In recent years, the monopoly over Guatemala’s communication media has been consolidated into fewer and fewer hands. Remigio Angel Gonzales, a Mexican businessman living in Miami, owns the country’s four main television stations and 25 commercial radio stations. Under the previous administration, Gonzales’ brother-in-law, Luis Rabbe, was appointed Minister of Communication and Transportation, ensuring Gonzales’ influence in Congress.

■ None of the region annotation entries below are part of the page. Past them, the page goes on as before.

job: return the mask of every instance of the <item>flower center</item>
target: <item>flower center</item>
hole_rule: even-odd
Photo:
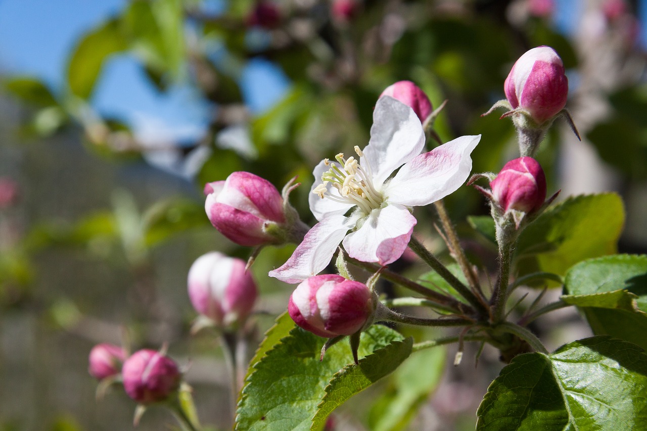
[[[355,152],[360,157],[364,154],[357,146]],[[382,193],[373,186],[371,166],[367,165],[367,169],[365,170],[353,156],[344,159],[344,153],[334,158],[340,166],[326,159],[325,164],[331,168],[322,175],[322,182],[313,190],[313,193],[322,199],[326,197],[335,202],[357,205],[366,214],[380,208],[384,199]],[[329,184],[337,189],[338,196],[328,191]]]

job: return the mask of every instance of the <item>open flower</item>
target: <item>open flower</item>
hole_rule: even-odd
[[[337,163],[325,159],[314,168],[310,209],[319,223],[270,276],[292,283],[311,277],[325,268],[342,240],[351,258],[394,261],[417,223],[410,207],[427,205],[460,187],[480,138],[461,137],[421,154],[424,132],[415,113],[392,97],[380,98],[369,144],[364,151],[355,147],[359,160],[340,153]]]

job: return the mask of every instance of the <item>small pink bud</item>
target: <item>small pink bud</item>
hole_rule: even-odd
[[[260,0],[247,17],[247,24],[263,28],[274,28],[281,23],[281,12],[271,1]]]
[[[411,81],[398,81],[389,85],[380,94],[382,96],[390,96],[411,107],[421,122],[424,122],[433,111],[427,95]]]
[[[205,185],[204,193],[209,220],[234,243],[256,247],[284,242],[267,229],[285,223],[283,198],[267,180],[249,172],[234,172],[225,181]]]
[[[175,362],[149,349],[137,351],[126,359],[122,375],[126,393],[140,404],[164,401],[180,385]]]
[[[0,177],[0,208],[10,206],[18,201],[18,184],[8,177]]]
[[[503,210],[532,212],[546,200],[546,176],[532,157],[510,160],[490,183],[494,201]]]
[[[554,0],[529,0],[528,2],[528,12],[538,18],[551,16],[554,9]]]
[[[118,346],[107,343],[97,344],[90,351],[88,371],[97,380],[116,375],[121,372],[124,359],[126,352]]]
[[[334,274],[302,282],[287,307],[294,323],[327,338],[355,333],[371,317],[373,309],[373,294],[366,285]]]
[[[331,6],[333,17],[340,21],[349,21],[357,14],[357,0],[333,0]]]
[[[219,326],[245,321],[258,294],[245,261],[217,252],[204,254],[193,262],[188,285],[195,311]]]
[[[517,60],[505,80],[505,96],[513,109],[521,107],[541,124],[566,105],[568,79],[564,63],[550,47],[538,47]]]

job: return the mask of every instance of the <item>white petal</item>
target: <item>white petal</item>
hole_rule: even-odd
[[[472,170],[470,154],[481,135],[463,136],[421,154],[405,164],[384,186],[391,203],[427,205],[454,192]]]
[[[300,283],[325,268],[339,243],[349,229],[355,227],[356,217],[331,216],[308,231],[303,241],[280,268],[269,272],[270,277],[286,283]]]
[[[370,166],[373,184],[379,190],[393,171],[420,154],[424,146],[424,131],[413,110],[384,96],[375,105],[371,140],[360,164],[364,169]]]
[[[388,265],[404,252],[416,223],[402,205],[373,210],[362,227],[344,238],[344,248],[351,258]]]
[[[313,186],[310,188],[308,203],[310,204],[310,210],[313,212],[315,218],[319,221],[322,221],[327,217],[334,214],[345,214],[354,206],[351,203],[340,203],[326,197],[322,199],[319,197],[319,195],[313,193],[314,188],[322,183],[322,175],[329,169],[330,169],[330,166],[327,166],[324,161],[322,160],[314,168],[314,170],[313,171],[313,175],[314,175],[314,182],[313,183]],[[339,191],[330,184],[327,185],[326,188],[328,190],[328,193],[342,199],[341,195],[339,194]]]

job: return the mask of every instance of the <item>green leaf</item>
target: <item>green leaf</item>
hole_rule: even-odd
[[[90,97],[104,61],[111,54],[127,48],[120,23],[111,19],[83,36],[67,66],[70,91],[82,98]]]
[[[533,272],[564,275],[580,261],[615,253],[624,224],[622,201],[615,193],[570,197],[547,210],[521,232],[516,249],[519,264]]]
[[[296,326],[294,321],[290,317],[287,311],[277,317],[275,322],[274,325],[265,333],[265,338],[258,346],[254,357],[249,361],[250,367],[245,375],[246,381],[249,375],[254,372],[254,366],[265,357],[270,349],[278,344],[281,338],[289,335],[290,331]]]
[[[573,266],[562,299],[577,305],[597,335],[647,349],[647,256],[619,254]]]
[[[355,394],[392,373],[409,357],[413,346],[411,337],[404,341],[394,341],[362,359],[357,365],[347,365],[335,374],[325,388],[324,399],[317,406],[310,429],[323,429],[326,418],[333,410]]]
[[[58,105],[51,90],[33,78],[14,78],[4,82],[5,88],[23,101],[41,107]]]
[[[444,346],[439,346],[409,357],[393,373],[390,386],[371,407],[369,428],[373,431],[406,429],[440,382],[446,353]]]
[[[362,334],[359,356],[363,358],[402,340],[402,337],[393,329],[373,325]],[[328,381],[353,361],[348,344],[340,342],[328,349],[324,360],[320,362],[325,340],[293,327],[288,337],[267,351],[252,366],[245,379],[238,403],[236,429],[310,429]],[[261,349],[267,347],[265,345],[264,342]],[[255,359],[258,356],[257,353]]]
[[[608,337],[520,355],[488,388],[478,430],[647,429],[647,355]]]

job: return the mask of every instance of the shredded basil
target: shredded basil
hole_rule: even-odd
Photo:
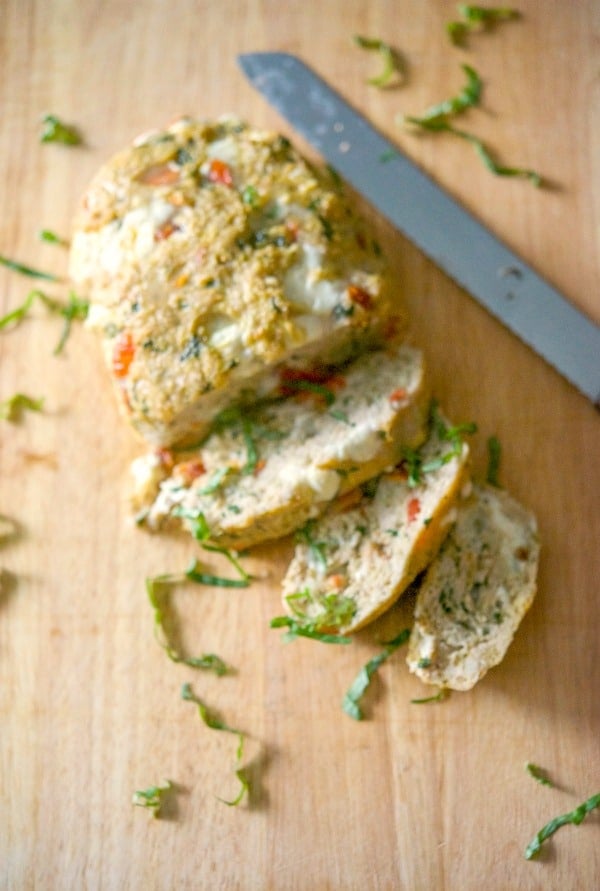
[[[65,124],[54,114],[42,118],[40,142],[60,142],[63,145],[81,145],[81,133],[73,124]]]
[[[152,811],[154,817],[160,817],[164,798],[173,788],[173,783],[170,780],[165,780],[160,786],[138,789],[137,792],[133,793],[132,804],[136,807],[145,807]]]
[[[459,4],[458,12],[462,16],[463,21],[448,22],[446,25],[448,37],[457,46],[461,46],[469,32],[476,28],[489,28],[499,22],[520,17],[518,10],[507,6],[486,7]]]
[[[491,486],[500,486],[498,481],[498,473],[500,470],[500,457],[502,454],[502,446],[497,436],[490,436],[487,442],[488,446],[488,467],[486,474],[486,482]]]
[[[344,637],[341,634],[327,634],[323,631],[317,631],[312,623],[302,622],[298,619],[293,619],[291,616],[276,616],[274,619],[271,619],[270,627],[287,628],[287,632],[283,635],[283,639],[286,643],[295,640],[297,637],[308,637],[310,640],[318,640],[321,643],[352,643],[350,637]]]
[[[169,586],[181,582],[184,577],[178,575],[159,575],[146,579],[146,593],[154,611],[154,637],[172,662],[212,671],[221,677],[228,667],[220,656],[206,653],[203,656],[183,656],[169,642],[166,631],[166,590]]]
[[[71,333],[71,324],[74,321],[85,321],[85,319],[87,319],[89,308],[90,304],[87,300],[81,300],[76,294],[73,294],[73,292],[69,294],[69,302],[67,305],[61,306],[58,310],[60,315],[64,318],[65,324],[63,326],[60,340],[54,348],[55,355],[62,352],[63,347],[69,338],[69,334]]]
[[[198,699],[198,697],[193,693],[190,684],[183,684],[181,688],[181,698],[186,702],[193,702],[198,707],[198,714],[202,719],[202,722],[211,730],[222,730],[226,733],[233,733],[238,738],[238,746],[236,749],[236,764],[239,765],[242,758],[244,757],[244,734],[240,730],[236,730],[234,727],[230,727],[228,724],[225,724],[220,718],[214,715],[208,707],[202,702],[202,700]],[[230,807],[235,807],[241,803],[244,798],[244,795],[249,794],[250,792],[250,781],[246,776],[244,770],[239,766],[236,767],[235,775],[240,783],[240,791],[236,795],[235,798],[231,800],[227,800],[225,798],[219,798],[219,801],[222,801],[223,804],[227,804]]]
[[[405,120],[411,124],[417,124],[425,129],[437,130],[441,124],[446,123],[449,117],[461,114],[467,108],[479,104],[482,82],[470,65],[462,65],[462,70],[467,75],[467,83],[457,96],[444,100],[437,105],[432,105],[418,117],[407,116]]]
[[[43,405],[43,398],[33,399],[25,393],[15,393],[0,402],[0,419],[18,421],[24,411],[42,411]]]
[[[450,691],[442,687],[434,696],[426,696],[424,699],[411,699],[413,705],[425,705],[428,702],[442,702],[450,695]]]
[[[596,795],[592,795],[587,801],[584,801],[574,810],[569,811],[566,814],[561,814],[559,817],[550,820],[549,823],[546,823],[546,825],[536,833],[535,837],[525,848],[525,859],[532,860],[536,857],[544,842],[554,835],[561,826],[566,826],[569,823],[572,823],[574,826],[579,826],[587,815],[596,808],[600,808],[600,792],[596,793]]]
[[[530,761],[528,761],[525,765],[525,770],[530,777],[533,777],[533,779],[540,783],[542,786],[554,787],[554,783],[549,778],[543,767],[538,767],[537,764],[532,764]]]
[[[308,637],[321,643],[351,643],[350,637],[331,633],[333,629],[342,628],[352,620],[356,604],[350,597],[335,592],[315,595],[305,588],[295,594],[288,594],[285,599],[292,615],[271,619],[271,628],[288,629],[283,636],[284,641]],[[318,610],[315,615],[309,612],[313,607]]]
[[[48,282],[60,281],[58,275],[53,275],[51,272],[42,272],[39,269],[34,269],[33,266],[27,266],[25,263],[11,260],[9,257],[0,256],[0,266],[5,266],[7,269],[11,269],[13,272],[19,272],[21,275],[26,275],[29,278],[42,278]]]
[[[36,300],[43,303],[43,305],[51,312],[61,315],[65,320],[63,332],[54,348],[54,355],[58,355],[62,352],[67,338],[69,337],[72,322],[75,320],[83,321],[87,318],[89,303],[87,300],[81,300],[73,292],[69,294],[69,301],[65,304],[61,303],[59,300],[55,300],[53,297],[48,297],[43,291],[30,291],[21,306],[18,306],[16,309],[13,309],[11,312],[7,313],[7,315],[0,318],[0,329],[7,327],[7,325],[10,325],[13,322],[15,324],[21,322]]]
[[[66,240],[66,238],[62,238],[60,235],[57,235],[56,232],[52,231],[52,229],[41,229],[40,238],[47,244],[58,244],[61,247],[68,247],[69,245],[69,242]]]
[[[378,653],[376,656],[373,656],[372,659],[369,659],[366,665],[363,665],[360,669],[342,700],[342,709],[347,715],[354,718],[355,721],[362,721],[364,717],[359,703],[371,683],[371,678],[386,659],[392,655],[394,650],[403,646],[409,637],[410,628],[405,628],[393,640],[388,641],[384,645],[384,649],[381,653]]]
[[[381,73],[367,80],[373,87],[389,87],[404,73],[402,57],[393,47],[383,40],[375,37],[361,37],[355,34],[353,37],[356,46],[361,49],[373,50],[380,54],[382,61]]]

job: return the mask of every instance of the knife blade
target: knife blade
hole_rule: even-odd
[[[250,83],[397,229],[600,407],[600,327],[304,62],[238,56]]]

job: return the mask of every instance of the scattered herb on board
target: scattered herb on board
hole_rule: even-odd
[[[550,820],[549,823],[546,823],[546,825],[536,833],[532,841],[529,842],[525,848],[525,859],[532,860],[534,857],[537,857],[544,842],[554,835],[561,826],[567,826],[569,823],[572,823],[574,826],[579,826],[579,824],[585,820],[587,815],[596,808],[600,808],[600,792],[596,793],[596,795],[592,795],[587,801],[584,801],[574,810],[569,811],[566,814],[561,814],[559,817],[554,817],[554,819]]]
[[[186,702],[193,702],[198,707],[198,714],[202,719],[203,723],[211,730],[222,730],[226,733],[233,733],[238,738],[238,746],[236,749],[236,770],[235,775],[240,783],[240,790],[235,798],[225,799],[219,798],[219,801],[222,801],[223,804],[229,805],[229,807],[236,807],[241,803],[244,796],[250,791],[250,782],[243,770],[243,768],[239,767],[239,764],[244,757],[244,734],[240,730],[236,730],[234,727],[229,727],[228,724],[225,724],[221,721],[220,718],[217,718],[216,715],[212,714],[208,707],[193,693],[190,684],[184,684],[181,688],[181,698]]]
[[[473,146],[484,166],[496,176],[522,177],[528,179],[534,186],[541,186],[542,177],[539,173],[524,167],[508,167],[499,164],[483,140],[473,133],[460,130],[450,123],[450,118],[461,114],[467,108],[478,105],[481,97],[482,84],[479,75],[469,65],[463,65],[462,68],[467,75],[467,83],[457,96],[431,106],[421,115],[400,115],[399,122],[414,124],[422,130],[431,133],[450,133],[453,136],[457,136]]]
[[[416,124],[427,130],[436,130],[441,123],[447,122],[449,117],[454,117],[479,104],[481,98],[482,82],[474,68],[470,65],[462,65],[462,70],[467,75],[467,83],[460,93],[450,99],[445,99],[437,105],[432,105],[418,117],[407,115],[405,121]]]
[[[488,467],[486,473],[486,482],[490,486],[500,486],[499,471],[500,458],[502,456],[502,446],[497,436],[490,436],[487,442],[488,446]]]
[[[153,817],[158,818],[160,817],[160,809],[163,805],[164,798],[171,789],[173,789],[173,784],[170,780],[165,780],[160,786],[149,786],[147,789],[138,789],[137,792],[133,793],[131,803],[136,807],[147,808],[152,811]]]
[[[450,691],[442,687],[434,696],[425,696],[423,699],[411,699],[413,705],[426,705],[428,702],[443,702],[450,696]]]
[[[529,182],[536,186],[536,188],[539,188],[543,184],[542,177],[539,173],[536,173],[535,170],[529,170],[526,167],[507,167],[503,164],[499,164],[494,159],[485,143],[477,136],[474,136],[473,133],[467,133],[465,130],[458,130],[456,127],[452,127],[447,123],[444,123],[437,129],[444,130],[447,133],[451,133],[454,136],[458,136],[460,139],[464,139],[471,143],[484,166],[487,167],[491,173],[495,174],[495,176],[521,177],[529,180]]]
[[[0,255],[0,266],[5,266],[13,272],[26,275],[28,278],[41,278],[47,282],[60,281],[58,275],[53,275],[51,272],[42,272],[40,269],[35,269],[33,266],[27,266],[25,263],[19,263],[17,260],[11,260],[10,257],[4,257],[2,255]]]
[[[25,411],[42,411],[44,399],[33,399],[25,393],[15,393],[0,402],[0,419],[18,421]]]
[[[146,593],[154,610],[154,636],[158,644],[165,651],[172,662],[188,665],[190,668],[201,668],[205,671],[213,671],[221,677],[227,673],[227,665],[220,656],[207,653],[202,656],[183,656],[169,642],[166,632],[166,591],[168,588],[182,581],[182,576],[159,575],[146,579]]]
[[[462,21],[448,22],[446,25],[448,37],[457,46],[464,44],[465,38],[471,31],[490,28],[500,22],[518,19],[521,15],[518,10],[508,6],[488,7],[459,4],[458,12],[462,16]]]
[[[552,786],[554,787],[554,783],[548,776],[548,773],[544,770],[543,767],[538,767],[537,764],[532,764],[531,761],[528,761],[525,765],[525,770],[529,774],[530,777],[533,777],[538,783],[542,786]]]
[[[410,488],[418,486],[423,481],[424,474],[439,470],[453,458],[458,457],[462,451],[463,437],[477,432],[477,424],[472,421],[448,426],[440,415],[435,401],[431,403],[429,423],[438,439],[450,443],[450,448],[439,457],[431,458],[429,461],[423,460],[422,451],[419,449],[403,449],[402,466],[408,474],[407,484]]]
[[[42,118],[40,142],[59,142],[62,145],[81,145],[81,133],[73,124],[65,124],[55,114]]]
[[[321,643],[349,644],[350,637],[331,633],[335,628],[346,625],[356,612],[356,604],[349,597],[339,594],[320,594],[315,596],[308,588],[296,594],[288,594],[285,598],[291,616],[276,616],[271,619],[271,628],[287,628],[283,639],[295,640],[297,637],[308,637]],[[309,610],[315,607],[318,612],[311,615]]]
[[[381,56],[383,66],[381,73],[368,78],[368,84],[372,87],[389,87],[397,82],[404,71],[404,63],[397,50],[376,37],[361,37],[355,34],[352,39],[361,49],[372,50]]]
[[[220,549],[219,552],[224,553],[224,549]],[[227,554],[235,560],[235,557],[229,551],[227,551]],[[223,578],[220,575],[204,572],[197,560],[194,560],[188,566],[185,575],[191,582],[196,582],[198,585],[210,585],[215,588],[247,588],[250,584],[250,578],[245,572],[239,579]]]
[[[60,235],[57,235],[56,232],[53,232],[52,229],[41,229],[40,230],[40,238],[42,241],[45,241],[46,244],[57,244],[60,247],[68,247],[69,242],[66,238],[62,238]]]
[[[87,300],[81,300],[73,292],[69,294],[67,303],[61,303],[59,300],[55,300],[53,297],[44,294],[43,291],[30,291],[20,306],[0,318],[0,329],[6,328],[12,323],[19,324],[36,301],[43,303],[46,309],[49,309],[50,312],[57,313],[65,320],[62,334],[54,348],[54,355],[58,355],[62,352],[69,334],[71,333],[72,323],[74,321],[83,321],[87,318],[89,303]]]
[[[229,548],[224,548],[221,545],[213,544],[210,539],[210,526],[206,521],[206,517],[201,511],[191,511],[186,510],[185,508],[175,508],[173,514],[177,517],[183,517],[183,519],[188,520],[190,525],[190,531],[196,541],[200,542],[200,547],[204,551],[209,551],[212,554],[221,554],[222,557],[225,557],[226,560],[231,563],[233,568],[236,570],[238,575],[240,576],[240,580],[237,579],[229,580],[229,579],[220,579],[218,576],[210,576],[212,581],[208,581],[209,576],[207,574],[202,574],[198,569],[197,563],[192,563],[192,565],[187,569],[186,575],[193,582],[201,582],[205,585],[217,585],[220,587],[229,587],[229,588],[246,588],[252,581],[252,577],[246,572],[243,566],[240,564],[237,556],[233,551],[229,550]],[[200,576],[203,575],[204,578],[201,579]]]
[[[376,656],[373,656],[372,659],[369,659],[356,675],[342,700],[342,709],[347,715],[354,718],[355,721],[362,721],[364,717],[359,703],[371,683],[371,678],[379,667],[383,665],[386,659],[388,659],[398,647],[403,646],[403,644],[407,642],[409,637],[410,628],[405,628],[397,635],[397,637],[388,641],[388,643],[384,645],[384,649],[381,653],[378,653]]]

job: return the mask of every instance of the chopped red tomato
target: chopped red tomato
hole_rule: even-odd
[[[122,331],[117,337],[112,355],[112,369],[115,377],[127,377],[134,355],[133,337],[129,331]]]
[[[387,479],[394,480],[394,482],[405,483],[408,479],[408,471],[404,464],[398,464],[390,473],[387,475]]]
[[[421,512],[421,502],[418,498],[411,498],[406,506],[406,514],[408,517],[408,522],[412,523],[417,519],[419,513]]]
[[[363,309],[371,309],[373,306],[373,298],[364,288],[358,285],[348,285],[348,297],[351,303],[362,306]]]
[[[180,479],[185,486],[190,486],[199,476],[204,476],[206,468],[199,458],[191,461],[181,461],[173,468],[173,475]]]
[[[208,178],[211,183],[221,183],[224,186],[232,186],[233,185],[233,175],[231,173],[231,168],[225,161],[220,161],[219,158],[213,158],[210,162],[210,166],[208,168]]]
[[[140,173],[138,180],[145,186],[171,186],[179,182],[179,170],[174,170],[168,164],[153,164]]]
[[[170,449],[165,449],[165,448],[157,449],[156,457],[158,458],[158,460],[160,461],[162,466],[165,467],[167,470],[171,470],[171,468],[173,467],[173,464],[175,463],[175,458],[173,457],[173,452]]]

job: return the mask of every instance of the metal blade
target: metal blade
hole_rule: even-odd
[[[600,328],[300,59],[239,57],[270,105],[407,238],[600,405]]]

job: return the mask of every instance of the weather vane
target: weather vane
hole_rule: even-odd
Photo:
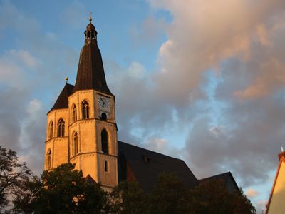
[[[91,11],[90,11],[89,12],[89,21],[90,21],[90,22],[91,23],[91,21],[92,21],[92,17],[91,17],[91,14],[92,14],[92,12]]]

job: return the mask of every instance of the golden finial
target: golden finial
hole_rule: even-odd
[[[90,23],[91,23],[91,21],[92,21],[91,14],[92,14],[92,12],[91,11],[89,12],[89,21],[90,21]]]

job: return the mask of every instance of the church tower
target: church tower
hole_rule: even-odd
[[[48,113],[45,170],[76,164],[105,189],[118,184],[118,139],[115,96],[110,91],[97,31],[84,32],[75,86],[66,83]]]

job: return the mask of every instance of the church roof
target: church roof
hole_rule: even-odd
[[[73,88],[74,86],[66,83],[53,108],[48,112],[53,109],[68,108],[68,96],[71,94]]]
[[[195,176],[182,160],[122,141],[118,141],[118,146],[119,181],[128,178],[129,165],[135,180],[146,192],[152,190],[161,172],[175,173],[182,179],[185,186],[190,188],[199,184]]]
[[[204,178],[199,180],[200,183],[204,183],[207,181],[211,181],[213,180],[222,180],[224,182],[224,185],[227,190],[230,193],[233,193],[235,190],[239,190],[239,186],[237,185],[234,177],[232,176],[231,172],[227,172],[224,173],[221,173],[215,175],[211,177]]]
[[[97,31],[90,23],[85,31],[84,46],[80,54],[76,82],[73,92],[94,89],[112,95],[104,73],[101,53],[97,45]]]

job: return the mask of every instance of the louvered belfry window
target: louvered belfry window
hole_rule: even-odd
[[[74,155],[76,155],[78,153],[78,138],[77,136],[77,132],[76,132],[73,136],[73,143],[74,143]]]
[[[86,101],[82,102],[82,118],[89,119],[89,104]]]
[[[58,137],[64,137],[65,123],[61,118],[58,121]]]
[[[104,153],[108,153],[108,133],[103,129],[101,132],[101,143],[102,143],[102,151]]]
[[[73,105],[72,108],[72,121],[76,122],[77,121],[76,106]]]

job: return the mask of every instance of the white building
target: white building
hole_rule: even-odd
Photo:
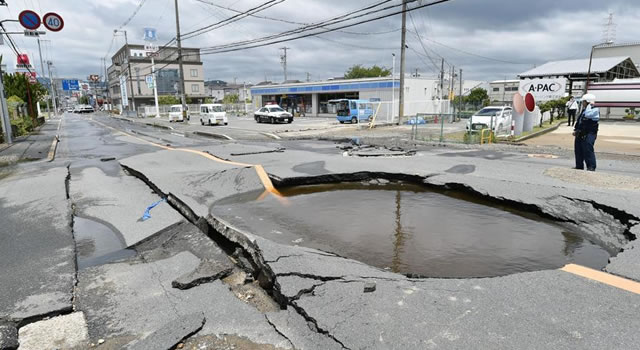
[[[489,83],[489,99],[493,104],[512,105],[513,95],[520,88],[520,80],[494,80]]]
[[[465,88],[467,88],[466,85],[463,82]],[[329,103],[331,100],[370,100],[380,102],[378,120],[391,121],[392,115],[394,117],[398,115],[399,88],[399,79],[383,77],[260,85],[251,88],[251,95],[254,97],[254,109],[268,103],[277,103],[289,111],[295,110],[314,117],[335,117],[335,105]],[[447,85],[445,85],[445,91],[448,91]],[[439,92],[440,81],[437,79],[407,77],[404,115],[449,113],[449,101],[439,99],[438,96],[441,95]]]

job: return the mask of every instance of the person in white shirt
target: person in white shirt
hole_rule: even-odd
[[[569,115],[567,126],[573,126],[576,122],[576,114],[578,113],[578,101],[576,101],[573,96],[567,101],[567,113]]]

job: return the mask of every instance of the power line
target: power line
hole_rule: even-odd
[[[218,4],[215,4],[215,3],[211,2],[211,1],[207,1],[207,0],[195,0],[195,1],[201,2],[203,4],[207,4],[207,5],[210,5],[210,6],[214,6],[214,7],[223,9],[223,10],[227,10],[227,11],[231,11],[231,12],[235,12],[235,13],[242,13],[242,11],[240,11],[240,10],[236,10],[234,8],[231,8],[231,7],[218,5]],[[269,17],[269,16],[263,16],[263,15],[251,14],[251,15],[249,15],[249,17],[260,18],[260,19],[265,19],[265,20],[274,21],[274,22],[287,23],[287,24],[304,25],[304,26],[310,25],[309,23],[290,21],[290,20],[286,20],[286,19],[274,18],[274,17]],[[400,31],[400,28],[393,29],[393,30],[388,30],[388,31],[382,31],[382,32],[351,32],[351,31],[346,31],[346,30],[341,30],[340,32],[341,33],[345,33],[345,34],[351,34],[351,35],[379,35],[379,34],[394,33],[394,32],[398,32],[398,31]]]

Powerful businessmen are not alone in benefiting from the communications monopoly. The government, in return for favoring large commercial stations, counts on the media to publicize state-run projects and portray the administration in a positive light. Thus neither the government nor large commercial stations are motivated to promote community radio, which ostensibly robs mainstream stations of listeners. Furthermore, by educating poor indigenous Guatemalans about their rights and encouraging citizen participation, community radio broadcasters challenge business interests and the status quo, which may also explain why some of Guatemala’s most powerful citizens oppose them.

Community Media Proposal

Today, member stations of the community radio association Mujb ab’l yol are still operating on unauthorized frequencies and have yet to recognized by the government. However, the association’s four staff members and 23 young volunteers are working hard to expand its influence. They are lobbying the Guatemalan Congress to pass a bill that would set aside 25 percent of all radio frequencies for community radio. The bill has been supported by all 240 community radio stations nationwide. Recinos, who is currently the director of Mujb ab’l yol, believes that these stations are one of the fundamental rights of Guatemalan citizens: “Each municipality should have a form of communication that is interested in serving the community. We’re not excluding ladinos. The law is global, not discriminatory.”